Talita explica que esse texto é um dos indicadores de que o estudante sabe as duas línguas. Isso porque ele usa, por exemplo, tanto papas quanto batatas para se referir ao ingrediente. Antes da atividade, a professora achava que Juan era quieto durante as aulas por não saber português. Depois, percebeu que essa ideia vinha de um estereótipo da própria pesquisadora.
 
Quem fala errado?
"A princípio, eu acho que não me dava conta de que os migrantes que eu via pelos bairros de São Paulo têm filhos e que os filhos estudam nas escolas. E eu entendia que era uma surpresa e uma dificuldade compartilhada entre os professores. Esse estranhamento gerava um senso comum de que a língua era um problema", descreve a pesquisadora.
 
A professora diz que se equivocou ao escolher um método e uma visão monolinguistas para aplicar as atividades. "Durante a pesquisa, me dei conta de que ainda tinha uma visão separada das línguas. Pensava que eles precisavam aprender português e eu valorizar o espanhol, mas que essas duas línguas existiam de maneiras separadas", explica Talita. A base monolinguista do projeto foi quebrada pelas próprias crianças, quando misturavam idiomas.
 
Talita afirma que, para se desvincular da ideia de que havia um único jeito certo de usar a língua, precisou analisar a influência do preconceito contra migrantes bolivianos na escola. A professora concluiu que o ensino monolinguista é atravessado pela xenofobia e, de maneira mais velada, pelo racismo.
 
"As línguas que vão ser apagadas são as indígenas, as africanas... E mesmo nesse contexto de migração, não são todos os migrantes que têm sua língua negada. São principalmente as dos migrantes racializados."

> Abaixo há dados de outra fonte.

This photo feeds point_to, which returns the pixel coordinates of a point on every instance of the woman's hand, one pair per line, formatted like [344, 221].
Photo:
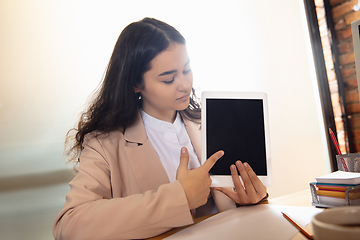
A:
[252, 192]
[196, 182]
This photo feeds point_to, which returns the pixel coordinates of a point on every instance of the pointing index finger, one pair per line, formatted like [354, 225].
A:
[210, 162]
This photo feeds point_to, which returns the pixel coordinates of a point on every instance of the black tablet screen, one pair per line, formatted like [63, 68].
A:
[237, 127]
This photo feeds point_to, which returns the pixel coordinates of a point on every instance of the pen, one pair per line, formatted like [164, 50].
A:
[298, 226]
[338, 149]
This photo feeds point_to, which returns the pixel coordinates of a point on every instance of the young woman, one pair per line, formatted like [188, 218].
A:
[138, 172]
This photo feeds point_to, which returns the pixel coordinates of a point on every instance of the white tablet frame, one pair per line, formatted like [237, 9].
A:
[226, 180]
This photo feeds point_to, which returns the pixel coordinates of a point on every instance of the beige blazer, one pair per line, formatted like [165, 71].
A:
[121, 190]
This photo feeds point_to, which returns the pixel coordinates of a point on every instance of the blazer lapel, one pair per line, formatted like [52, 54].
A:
[143, 158]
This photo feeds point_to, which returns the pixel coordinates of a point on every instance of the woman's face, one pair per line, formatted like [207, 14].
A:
[168, 84]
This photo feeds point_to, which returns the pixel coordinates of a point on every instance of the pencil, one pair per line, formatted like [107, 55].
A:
[298, 226]
[338, 149]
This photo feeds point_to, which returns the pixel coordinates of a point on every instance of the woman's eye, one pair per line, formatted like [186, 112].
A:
[169, 82]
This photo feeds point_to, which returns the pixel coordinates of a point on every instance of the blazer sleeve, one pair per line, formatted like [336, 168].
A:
[90, 211]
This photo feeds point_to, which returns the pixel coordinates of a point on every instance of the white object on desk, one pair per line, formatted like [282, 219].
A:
[263, 221]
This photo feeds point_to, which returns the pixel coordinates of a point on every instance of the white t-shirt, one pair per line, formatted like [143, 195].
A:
[167, 140]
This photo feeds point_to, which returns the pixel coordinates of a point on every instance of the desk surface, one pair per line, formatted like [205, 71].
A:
[302, 198]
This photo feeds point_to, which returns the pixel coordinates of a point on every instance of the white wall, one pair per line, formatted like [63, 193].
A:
[54, 53]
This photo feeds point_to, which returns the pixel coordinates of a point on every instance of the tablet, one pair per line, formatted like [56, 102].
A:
[237, 123]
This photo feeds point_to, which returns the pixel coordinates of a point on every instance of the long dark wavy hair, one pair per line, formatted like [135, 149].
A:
[116, 106]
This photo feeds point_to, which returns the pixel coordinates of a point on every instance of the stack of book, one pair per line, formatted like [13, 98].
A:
[331, 188]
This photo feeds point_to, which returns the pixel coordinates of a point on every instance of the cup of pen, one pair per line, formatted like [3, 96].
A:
[348, 162]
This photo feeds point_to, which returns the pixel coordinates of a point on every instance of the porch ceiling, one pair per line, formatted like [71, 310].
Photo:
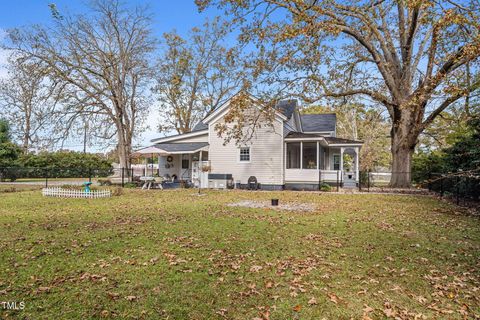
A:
[176, 148]
[332, 141]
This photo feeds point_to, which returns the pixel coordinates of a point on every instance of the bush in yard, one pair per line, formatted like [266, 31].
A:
[64, 164]
[325, 187]
[130, 185]
[9, 153]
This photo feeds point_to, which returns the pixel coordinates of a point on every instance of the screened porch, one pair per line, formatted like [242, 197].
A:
[318, 161]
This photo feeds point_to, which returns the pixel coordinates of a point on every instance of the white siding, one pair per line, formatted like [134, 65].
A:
[200, 138]
[266, 155]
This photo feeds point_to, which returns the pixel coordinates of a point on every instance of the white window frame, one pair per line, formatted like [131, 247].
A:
[339, 161]
[240, 155]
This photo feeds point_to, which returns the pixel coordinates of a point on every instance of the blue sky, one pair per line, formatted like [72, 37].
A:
[168, 14]
[181, 15]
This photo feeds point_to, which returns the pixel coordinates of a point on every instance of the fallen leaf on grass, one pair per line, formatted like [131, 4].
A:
[333, 297]
[297, 308]
[256, 268]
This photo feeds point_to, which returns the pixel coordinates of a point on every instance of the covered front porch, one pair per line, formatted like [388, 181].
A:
[176, 164]
[312, 160]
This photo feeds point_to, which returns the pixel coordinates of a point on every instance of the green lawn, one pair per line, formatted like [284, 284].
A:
[177, 255]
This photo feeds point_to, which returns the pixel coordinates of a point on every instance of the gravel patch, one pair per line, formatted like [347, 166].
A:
[289, 206]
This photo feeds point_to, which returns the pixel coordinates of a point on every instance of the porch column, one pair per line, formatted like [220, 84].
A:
[200, 172]
[318, 161]
[301, 155]
[341, 161]
[356, 164]
[146, 169]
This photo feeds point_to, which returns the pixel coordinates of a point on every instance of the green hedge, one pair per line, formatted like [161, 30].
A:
[61, 164]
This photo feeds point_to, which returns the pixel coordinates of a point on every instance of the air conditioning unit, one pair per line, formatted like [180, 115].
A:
[220, 181]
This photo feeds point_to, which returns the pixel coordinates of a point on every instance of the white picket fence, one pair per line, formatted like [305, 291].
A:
[71, 193]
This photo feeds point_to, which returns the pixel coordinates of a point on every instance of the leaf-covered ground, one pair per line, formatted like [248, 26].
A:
[177, 255]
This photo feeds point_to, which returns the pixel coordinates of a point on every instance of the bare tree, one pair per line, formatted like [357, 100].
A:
[195, 75]
[103, 61]
[410, 56]
[29, 103]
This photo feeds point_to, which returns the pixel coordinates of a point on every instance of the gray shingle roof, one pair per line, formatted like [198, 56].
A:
[334, 140]
[287, 107]
[318, 122]
[179, 147]
[200, 126]
[330, 140]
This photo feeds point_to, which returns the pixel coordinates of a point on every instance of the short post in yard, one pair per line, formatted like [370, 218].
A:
[338, 172]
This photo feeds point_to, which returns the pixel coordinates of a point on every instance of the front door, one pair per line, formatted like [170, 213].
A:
[199, 177]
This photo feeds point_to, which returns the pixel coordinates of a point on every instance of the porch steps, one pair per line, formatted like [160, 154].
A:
[349, 185]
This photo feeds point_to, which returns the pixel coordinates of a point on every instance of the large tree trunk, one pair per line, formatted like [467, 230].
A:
[123, 149]
[404, 138]
[401, 167]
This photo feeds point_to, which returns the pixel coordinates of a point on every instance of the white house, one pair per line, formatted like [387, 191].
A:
[296, 152]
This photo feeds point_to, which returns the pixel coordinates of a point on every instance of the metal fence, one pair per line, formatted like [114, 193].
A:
[57, 176]
[462, 187]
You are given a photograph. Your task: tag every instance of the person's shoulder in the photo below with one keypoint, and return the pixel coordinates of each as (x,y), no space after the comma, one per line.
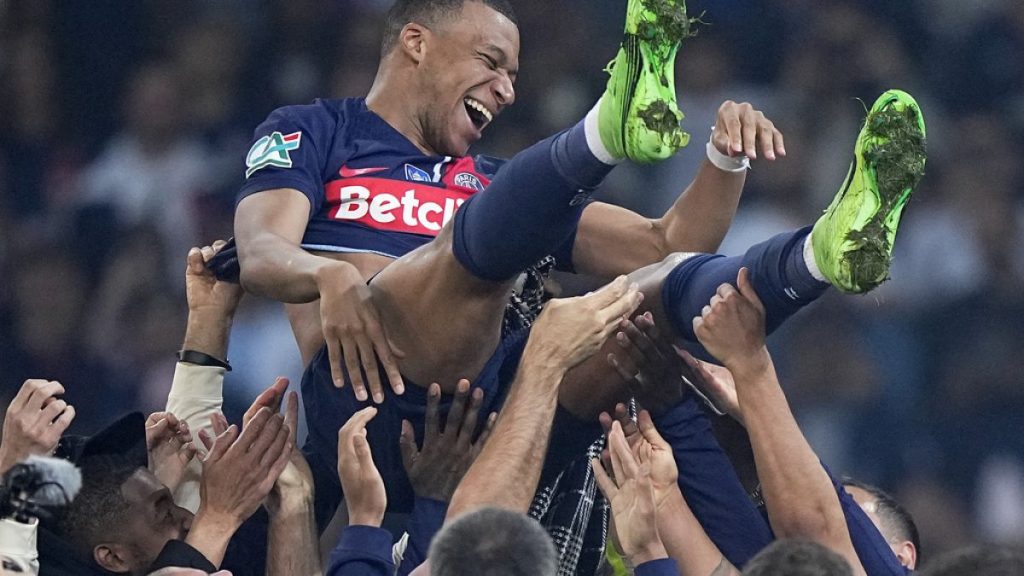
(322,111)
(488,165)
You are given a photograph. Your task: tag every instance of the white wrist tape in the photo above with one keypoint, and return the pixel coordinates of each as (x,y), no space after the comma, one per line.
(723,162)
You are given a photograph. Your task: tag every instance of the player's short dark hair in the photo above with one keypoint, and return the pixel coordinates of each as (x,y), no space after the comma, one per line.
(94,515)
(990,561)
(493,542)
(431,13)
(794,557)
(897,524)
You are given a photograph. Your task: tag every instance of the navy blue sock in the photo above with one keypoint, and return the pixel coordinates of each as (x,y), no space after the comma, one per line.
(530,208)
(777,272)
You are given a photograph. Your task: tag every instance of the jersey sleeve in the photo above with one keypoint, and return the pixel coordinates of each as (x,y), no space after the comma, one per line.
(290,150)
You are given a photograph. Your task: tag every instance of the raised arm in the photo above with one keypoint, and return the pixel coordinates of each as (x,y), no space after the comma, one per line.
(508,468)
(612,240)
(800,496)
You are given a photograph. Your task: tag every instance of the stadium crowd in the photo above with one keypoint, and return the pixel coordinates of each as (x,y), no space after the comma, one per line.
(124,133)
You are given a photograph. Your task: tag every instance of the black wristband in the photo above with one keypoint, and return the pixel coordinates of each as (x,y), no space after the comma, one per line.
(202,359)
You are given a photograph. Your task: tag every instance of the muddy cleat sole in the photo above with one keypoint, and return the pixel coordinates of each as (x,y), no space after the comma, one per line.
(638,117)
(853,240)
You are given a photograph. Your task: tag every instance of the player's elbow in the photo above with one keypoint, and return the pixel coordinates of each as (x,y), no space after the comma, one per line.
(813,521)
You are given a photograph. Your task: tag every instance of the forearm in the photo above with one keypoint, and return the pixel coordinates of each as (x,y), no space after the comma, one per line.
(292,540)
(507,470)
(799,495)
(208,331)
(701,215)
(686,541)
(197,393)
(210,534)
(274,268)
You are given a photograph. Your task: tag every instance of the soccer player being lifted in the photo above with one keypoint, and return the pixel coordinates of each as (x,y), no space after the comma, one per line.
(448,70)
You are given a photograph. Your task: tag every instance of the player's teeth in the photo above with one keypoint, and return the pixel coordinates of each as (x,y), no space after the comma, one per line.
(479,108)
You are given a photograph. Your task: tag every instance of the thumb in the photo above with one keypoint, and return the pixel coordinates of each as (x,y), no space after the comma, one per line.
(407,442)
(195,260)
(648,430)
(363,453)
(747,288)
(610,292)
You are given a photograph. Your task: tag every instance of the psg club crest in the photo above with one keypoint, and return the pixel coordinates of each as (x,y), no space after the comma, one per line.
(272,150)
(466,179)
(416,174)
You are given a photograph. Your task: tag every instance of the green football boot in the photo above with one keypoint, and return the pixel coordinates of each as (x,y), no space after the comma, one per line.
(853,240)
(638,118)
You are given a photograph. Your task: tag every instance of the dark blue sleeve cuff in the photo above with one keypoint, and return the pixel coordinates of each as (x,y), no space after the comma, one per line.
(363,550)
(426,521)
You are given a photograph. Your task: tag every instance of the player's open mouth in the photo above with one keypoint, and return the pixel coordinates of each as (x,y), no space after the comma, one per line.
(478,113)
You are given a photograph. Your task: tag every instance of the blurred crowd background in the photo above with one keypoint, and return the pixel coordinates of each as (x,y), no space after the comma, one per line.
(124,127)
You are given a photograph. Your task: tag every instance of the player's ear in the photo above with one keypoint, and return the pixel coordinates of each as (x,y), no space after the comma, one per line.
(906,552)
(413,41)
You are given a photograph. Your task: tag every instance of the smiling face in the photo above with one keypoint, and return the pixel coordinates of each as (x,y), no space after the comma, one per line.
(151,520)
(467,77)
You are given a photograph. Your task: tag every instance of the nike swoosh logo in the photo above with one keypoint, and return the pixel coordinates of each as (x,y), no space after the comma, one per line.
(347,172)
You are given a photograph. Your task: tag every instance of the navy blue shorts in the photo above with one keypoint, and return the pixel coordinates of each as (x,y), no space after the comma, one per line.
(328,408)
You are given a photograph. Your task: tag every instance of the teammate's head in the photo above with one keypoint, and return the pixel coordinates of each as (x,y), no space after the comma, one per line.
(456,57)
(797,558)
(892,520)
(123,516)
(493,541)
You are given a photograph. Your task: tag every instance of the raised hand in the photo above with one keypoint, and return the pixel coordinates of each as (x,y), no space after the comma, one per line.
(242,467)
(436,469)
(35,420)
(649,365)
(731,327)
(360,480)
(203,291)
(714,381)
(570,330)
(354,336)
(170,446)
(631,494)
(296,482)
(739,129)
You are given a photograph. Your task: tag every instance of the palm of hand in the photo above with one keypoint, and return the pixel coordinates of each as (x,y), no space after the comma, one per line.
(169,461)
(205,291)
(662,463)
(634,509)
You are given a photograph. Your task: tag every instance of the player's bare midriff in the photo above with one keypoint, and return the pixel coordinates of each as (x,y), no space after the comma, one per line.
(305,318)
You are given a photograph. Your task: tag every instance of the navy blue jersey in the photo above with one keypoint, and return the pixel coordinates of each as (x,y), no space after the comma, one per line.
(370,189)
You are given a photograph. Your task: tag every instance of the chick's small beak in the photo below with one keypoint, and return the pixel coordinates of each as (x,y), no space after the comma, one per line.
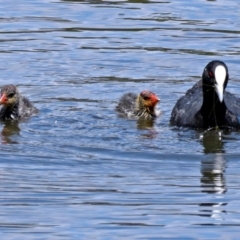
(155,100)
(3,99)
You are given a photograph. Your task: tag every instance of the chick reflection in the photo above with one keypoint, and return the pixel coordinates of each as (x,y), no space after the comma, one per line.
(9,129)
(147,125)
(213,165)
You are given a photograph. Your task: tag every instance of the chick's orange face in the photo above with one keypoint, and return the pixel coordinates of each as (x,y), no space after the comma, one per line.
(7,98)
(149,98)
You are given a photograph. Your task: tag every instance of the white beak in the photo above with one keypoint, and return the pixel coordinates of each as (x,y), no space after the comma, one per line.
(220,76)
(219,91)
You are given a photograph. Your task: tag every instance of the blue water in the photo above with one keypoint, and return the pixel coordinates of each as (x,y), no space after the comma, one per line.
(78,171)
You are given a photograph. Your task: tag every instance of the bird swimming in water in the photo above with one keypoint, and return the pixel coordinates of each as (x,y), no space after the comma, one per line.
(14,106)
(207,104)
(142,106)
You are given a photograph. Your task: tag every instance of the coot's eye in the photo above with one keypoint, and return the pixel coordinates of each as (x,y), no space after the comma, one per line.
(10,95)
(146,98)
(210,73)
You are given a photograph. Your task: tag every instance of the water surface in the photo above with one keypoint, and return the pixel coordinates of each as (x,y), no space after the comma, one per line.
(78,171)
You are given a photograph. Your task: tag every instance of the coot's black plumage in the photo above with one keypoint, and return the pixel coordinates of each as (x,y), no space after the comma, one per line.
(142,106)
(207,104)
(14,106)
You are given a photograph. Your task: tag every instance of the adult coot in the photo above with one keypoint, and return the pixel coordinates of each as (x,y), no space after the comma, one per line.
(142,106)
(14,105)
(207,104)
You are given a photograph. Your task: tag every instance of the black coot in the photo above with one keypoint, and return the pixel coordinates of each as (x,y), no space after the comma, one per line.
(14,105)
(207,104)
(142,106)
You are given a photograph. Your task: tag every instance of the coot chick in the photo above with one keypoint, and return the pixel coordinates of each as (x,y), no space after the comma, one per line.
(14,105)
(142,106)
(207,104)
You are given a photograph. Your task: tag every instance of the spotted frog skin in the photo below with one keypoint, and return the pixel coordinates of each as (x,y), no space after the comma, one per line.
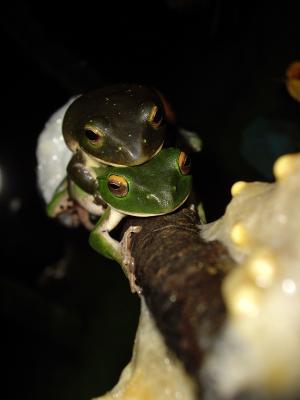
(121,125)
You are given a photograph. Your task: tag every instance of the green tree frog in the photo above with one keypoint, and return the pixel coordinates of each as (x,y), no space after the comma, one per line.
(157,187)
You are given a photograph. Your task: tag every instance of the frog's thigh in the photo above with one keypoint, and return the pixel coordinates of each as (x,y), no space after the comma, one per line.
(101,241)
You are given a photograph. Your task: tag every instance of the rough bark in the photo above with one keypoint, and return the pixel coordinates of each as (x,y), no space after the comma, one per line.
(180,275)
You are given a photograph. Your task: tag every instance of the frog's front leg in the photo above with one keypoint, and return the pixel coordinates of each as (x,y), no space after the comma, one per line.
(128,260)
(100,239)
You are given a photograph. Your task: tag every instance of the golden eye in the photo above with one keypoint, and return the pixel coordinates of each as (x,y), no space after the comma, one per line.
(156,117)
(117,185)
(184,162)
(93,135)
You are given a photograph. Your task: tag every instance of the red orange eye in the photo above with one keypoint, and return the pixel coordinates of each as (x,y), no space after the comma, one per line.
(92,134)
(117,185)
(184,162)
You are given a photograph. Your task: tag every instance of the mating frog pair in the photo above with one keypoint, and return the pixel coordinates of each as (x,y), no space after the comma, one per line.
(118,166)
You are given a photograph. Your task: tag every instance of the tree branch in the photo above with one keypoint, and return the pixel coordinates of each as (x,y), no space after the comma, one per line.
(180,276)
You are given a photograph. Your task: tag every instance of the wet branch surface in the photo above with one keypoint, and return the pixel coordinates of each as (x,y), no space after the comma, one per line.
(180,275)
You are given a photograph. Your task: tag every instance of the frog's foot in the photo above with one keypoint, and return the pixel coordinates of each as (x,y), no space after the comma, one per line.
(84,217)
(67,214)
(128,260)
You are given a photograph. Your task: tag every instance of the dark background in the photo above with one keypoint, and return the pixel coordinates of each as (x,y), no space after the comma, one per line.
(67,317)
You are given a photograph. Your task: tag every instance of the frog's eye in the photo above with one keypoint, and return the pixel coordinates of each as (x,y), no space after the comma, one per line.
(92,134)
(184,162)
(156,117)
(117,185)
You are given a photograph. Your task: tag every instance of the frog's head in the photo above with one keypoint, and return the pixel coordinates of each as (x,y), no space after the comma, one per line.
(157,187)
(121,125)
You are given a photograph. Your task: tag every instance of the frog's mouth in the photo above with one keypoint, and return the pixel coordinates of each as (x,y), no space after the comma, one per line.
(142,215)
(98,160)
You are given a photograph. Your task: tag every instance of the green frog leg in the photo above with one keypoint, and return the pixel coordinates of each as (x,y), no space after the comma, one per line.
(128,260)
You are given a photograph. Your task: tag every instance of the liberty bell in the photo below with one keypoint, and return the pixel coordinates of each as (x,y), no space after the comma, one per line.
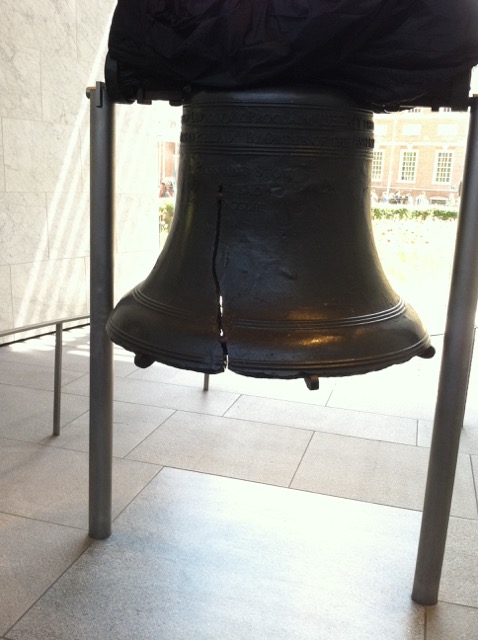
(270,267)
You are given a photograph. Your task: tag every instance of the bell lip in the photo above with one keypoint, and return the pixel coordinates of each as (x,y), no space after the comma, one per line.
(332,368)
(205,362)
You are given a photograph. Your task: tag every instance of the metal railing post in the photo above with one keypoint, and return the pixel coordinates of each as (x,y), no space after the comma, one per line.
(57,378)
(101,303)
(453,382)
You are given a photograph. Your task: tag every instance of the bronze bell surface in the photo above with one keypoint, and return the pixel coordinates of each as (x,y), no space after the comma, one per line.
(270,267)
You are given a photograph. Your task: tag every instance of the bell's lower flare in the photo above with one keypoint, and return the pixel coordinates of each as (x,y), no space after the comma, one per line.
(270,268)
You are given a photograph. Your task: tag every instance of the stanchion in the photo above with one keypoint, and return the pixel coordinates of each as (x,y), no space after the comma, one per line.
(453,382)
(101,303)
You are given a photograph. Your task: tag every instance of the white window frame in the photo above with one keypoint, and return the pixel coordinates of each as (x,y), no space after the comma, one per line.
(438,152)
(403,153)
(376,154)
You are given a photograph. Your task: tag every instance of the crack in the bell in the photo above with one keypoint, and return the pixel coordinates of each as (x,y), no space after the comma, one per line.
(215,275)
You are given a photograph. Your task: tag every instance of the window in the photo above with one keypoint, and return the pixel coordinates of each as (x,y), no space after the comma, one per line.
(412,129)
(448,130)
(443,163)
(377,165)
(408,166)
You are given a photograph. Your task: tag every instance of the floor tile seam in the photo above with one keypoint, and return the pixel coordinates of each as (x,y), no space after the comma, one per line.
(70,527)
(453,604)
(235,419)
(382,504)
(357,500)
(222,475)
(138,444)
(475,483)
(375,413)
(301,460)
(138,493)
(327,406)
(89,543)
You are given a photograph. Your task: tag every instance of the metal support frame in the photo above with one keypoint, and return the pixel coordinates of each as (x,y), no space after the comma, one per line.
(102,187)
(453,382)
(455,366)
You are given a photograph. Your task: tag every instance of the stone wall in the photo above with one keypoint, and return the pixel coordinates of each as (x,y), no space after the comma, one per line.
(50,51)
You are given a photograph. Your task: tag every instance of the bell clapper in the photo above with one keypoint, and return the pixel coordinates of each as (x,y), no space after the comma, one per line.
(428,353)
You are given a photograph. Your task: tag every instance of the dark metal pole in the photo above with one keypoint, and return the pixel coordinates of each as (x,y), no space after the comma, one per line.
(57,378)
(101,303)
(453,382)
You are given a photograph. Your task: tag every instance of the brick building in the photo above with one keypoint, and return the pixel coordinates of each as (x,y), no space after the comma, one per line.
(419,153)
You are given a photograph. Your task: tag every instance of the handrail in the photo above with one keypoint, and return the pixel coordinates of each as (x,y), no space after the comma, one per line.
(41,325)
(58,324)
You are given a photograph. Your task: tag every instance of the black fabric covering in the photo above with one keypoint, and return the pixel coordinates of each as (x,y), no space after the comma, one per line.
(382,52)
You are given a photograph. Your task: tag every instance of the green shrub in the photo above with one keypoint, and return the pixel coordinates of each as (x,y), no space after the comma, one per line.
(384,213)
(166,213)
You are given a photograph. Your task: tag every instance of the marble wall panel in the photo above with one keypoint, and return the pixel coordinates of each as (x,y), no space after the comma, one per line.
(137,222)
(137,148)
(2,160)
(40,156)
(68,214)
(49,25)
(48,290)
(20,82)
(94,21)
(63,94)
(131,269)
(23,228)
(6,305)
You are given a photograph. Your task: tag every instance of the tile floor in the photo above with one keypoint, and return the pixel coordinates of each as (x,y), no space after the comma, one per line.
(256,510)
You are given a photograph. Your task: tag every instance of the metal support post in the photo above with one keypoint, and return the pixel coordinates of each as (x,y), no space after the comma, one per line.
(453,382)
(102,136)
(57,378)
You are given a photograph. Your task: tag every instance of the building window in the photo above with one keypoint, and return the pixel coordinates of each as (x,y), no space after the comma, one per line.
(377,166)
(443,163)
(412,129)
(408,166)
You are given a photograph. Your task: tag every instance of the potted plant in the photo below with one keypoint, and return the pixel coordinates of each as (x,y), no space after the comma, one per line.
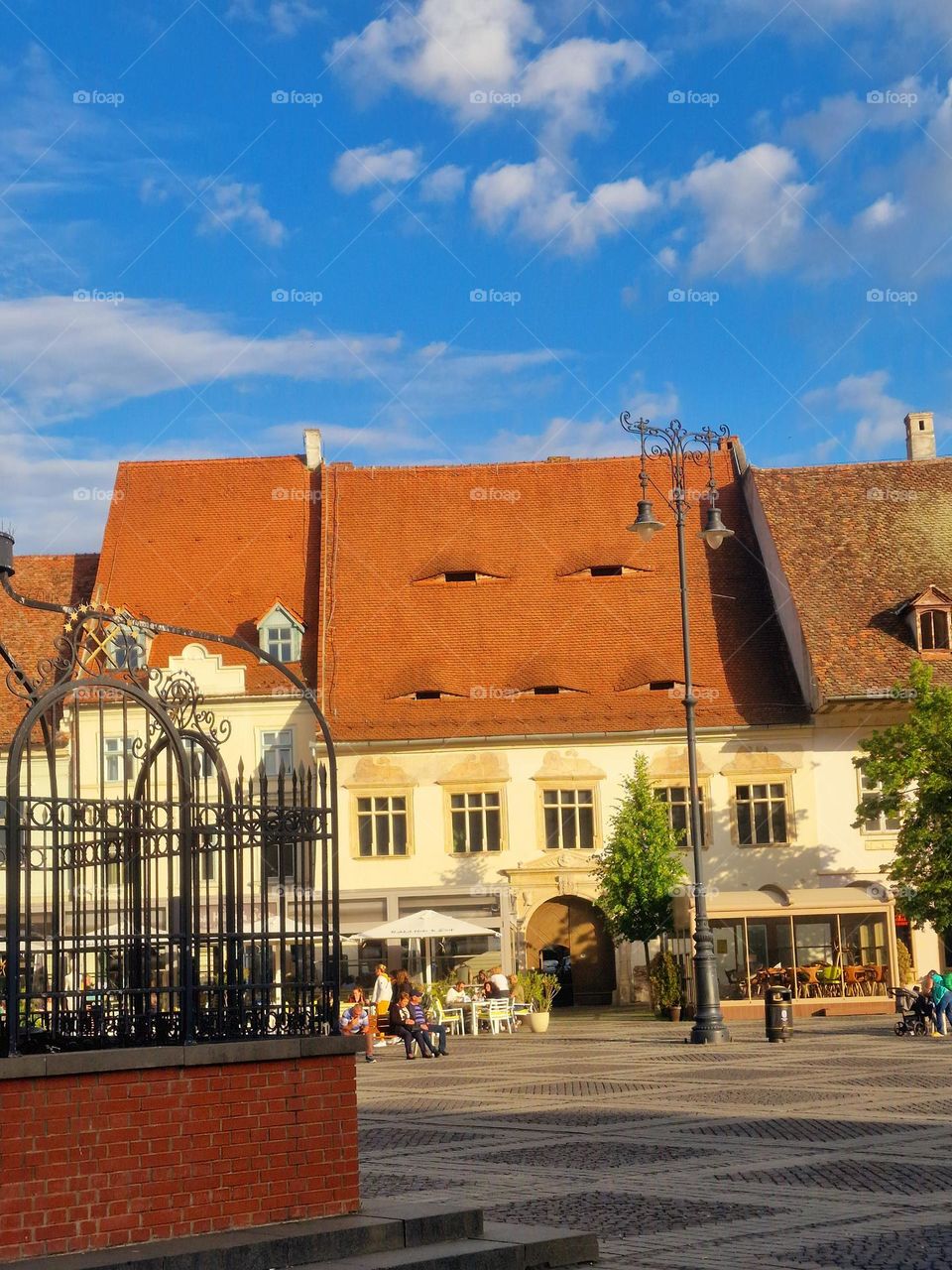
(538,991)
(665,984)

Talita Zanatta, professora e educadora
 
Não há solução?
A escola em que Talita dava aulas via estudantes migrantes como parte de um grupo indistinto. Para as crianças, eram todos "Boliva". Para os professores, todos falavam um português ruim, se é que sabiam a língua. De acordo com Talita, essa visão não está ligada apenas com a xenofobia, já que vem também de ideias negativas ligadas aos fenótipos indígenas dos migrantes. Neste ponto de vista, há racismo.
 
"Não tem um caminho fácil para o combate real da xenofobia e do racismo. Acho que contra migrantes negros, já está mais pré-entendido que há racismo nessa relação e que é preciso combater. Mas na relação contra bolivianos, com fenótipo indígena, nem sempre aparece a questão do racismo para além da xenofobia", descreve Talita.
 
Agora, a professora se sente mais pronta para aprender e ensinar, mas diz que não existe uma resposta exata para as dificuldades da educação. "A pesquisa ajuda a dar ferramentas para se investigar, abrir o ouvido, escutar e sensibilizar. Eu iniciei o mestrado com um monte de resposta pronta, não estava pronta para a translinguagem no início da pesquisa. Mas acho que agora estou, para escutá-la", completa a educadora.